Senin, 03 Februari 2014

menu dari sudut kedaimu

Baiklah, akan saya panggil kau Sasi saja, sesuai permintaanmu. Saya hanya tidak ingin lancang terhadap orang yang belum saya kenal sebelumnya. Begitu pula, sebaiknya kau memanggil saya dengan Suvan, saja. Tanpa embel-embel tuan. Saya rasa kita tak terlalu berbeda usia.

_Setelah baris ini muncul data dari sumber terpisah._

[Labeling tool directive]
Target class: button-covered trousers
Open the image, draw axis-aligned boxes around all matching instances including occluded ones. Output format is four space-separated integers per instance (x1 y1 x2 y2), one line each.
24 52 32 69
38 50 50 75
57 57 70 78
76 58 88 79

Anto memberitahu saya perihal ketiadaanmu di kedai waktu itu. Cuaca memang sedang tak bersahabat. Hujan bertandang di atas apa dan siapa saja, bahkan tanpa tanda apa-apa. Udara dingin jadi sering menyergap tubuh. Mungkin kau harus mencoba teh madu yang biasa ibu saya seduhkan, saat flu sedang mendera saya. Cukup untuk membuat tubuhmu hangat seharian. Lekas sembuh, Sasi.

Mengenai pertanyaanmu mengenai siapa saya, saya bukanlah siapa-siapa. Jika saja kau seperti mengenal saya, mungkin kau menemukan saya sebagai seseorang yang pernah mengisi hidupmu sebelumnya. Entahlah. Saya hanya pengunjung di kedaimu yang nyaman untuk melemparkan kata-kata dan menangkapnya pada tiap goresan tinta. Yang pada akhirnya mereka akan saya sembunyikan di satu sisi cahaya matahari yang tak mampu ditangkap bulan atau benda langit lainnya.

Saya akan terus menjadi pengunjung di kedaimu. Kopi-kopi yang saya pesan di sana rasanya tak ingin saya ceraikan dari lidah saya. Juga pisang goreng madu yang sering kali menemani saya melewati senja.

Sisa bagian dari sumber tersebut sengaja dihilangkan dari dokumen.